DAILY / MAY 8, 2018  
Psychiatric News Update

Columbia Fellow From Haiti Leads Effort to Help Haitians and Others Losing ‘Protected Status’

Jennifer Severe
Psychiatrist Jennifer Severe, M.D. (pictured above), a public psychiatry fellow at Columbia University, is leading an effort by a small group of physicians to rally support for Haitians and other foreign nationals in the United States residing under Temporary Protected Status (TPS). Part of that effort involved reaching out to attendees at APA’s 2018 Annual Meeting by sponsoring a booth in the Exhibit Hall.

The TPS program is a visa program created by Congress for immigrants who are unable to safely return to their home countries because of ongoing armed conflict, environmental disaster, or other extraordinary conditions.

TPS was granted to Haitians in January 2010 after a devastating earthquake destabilized the country’s fragile infrastructures, resulting in over 300,000 deaths. The Trump administration terminated the program in November 2017 on the basis that the extraordinary conditions under which the status was granted no longer existed in Haiti. The Department of Homeland Security extended Haitians’ stay to July 2019 “to allow for an orderly transition.” (TPS has been terminated for individuals from several other countries. Most recently, TPS was terminated for individuals from Honduras.)

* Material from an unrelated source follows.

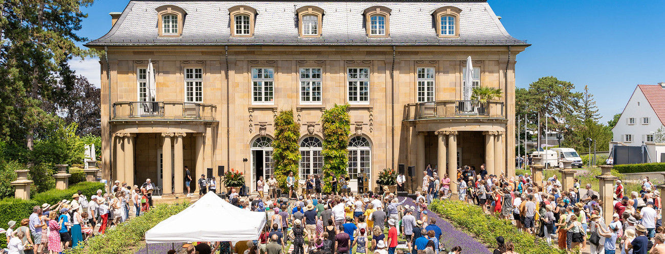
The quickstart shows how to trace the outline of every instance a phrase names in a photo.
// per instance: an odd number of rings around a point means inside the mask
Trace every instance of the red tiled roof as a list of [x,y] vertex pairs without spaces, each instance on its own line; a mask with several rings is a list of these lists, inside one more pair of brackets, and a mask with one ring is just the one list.
[[658,116],[661,124],[665,124],[665,88],[660,85],[637,85]]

Severe and her colleagues hope to start a pilot program to reach out to Haitian communities in the states with the highest density of Haitians. The goal of the program, called the Pilot Initiative to Empower Haitians on Temporary Protected Status and Support Their Mental Health, is to create a cushioned transition for Haitians returning to their home country (or to permanent residence in the United States when possible). This will be achieved by providing a platform for coordinating psychiatric and psychological support services to TPS holders and information to help TPS holders and their U.S.-based health providers familiarize themselves with the Haitian mental health system and make an educated decision about care options when they return. Such information will include the location of clinics and providers, psychotropic medications available in Haiti, costs of care, and support groups in Haiti that can help returning TPS holders. More information can be accessed here.

“Our goal is to raise awareness around the anguish of the 437,000 people and families affected by the termination of TPS and this includes trainees, colleagues, and patients,” Severe told Psychiatric News.

Severe’s group is supported by the Haitian American Psychiatric Association, the Association of Haitian Physicians Abroad, and Professional Risk Management Services Inc.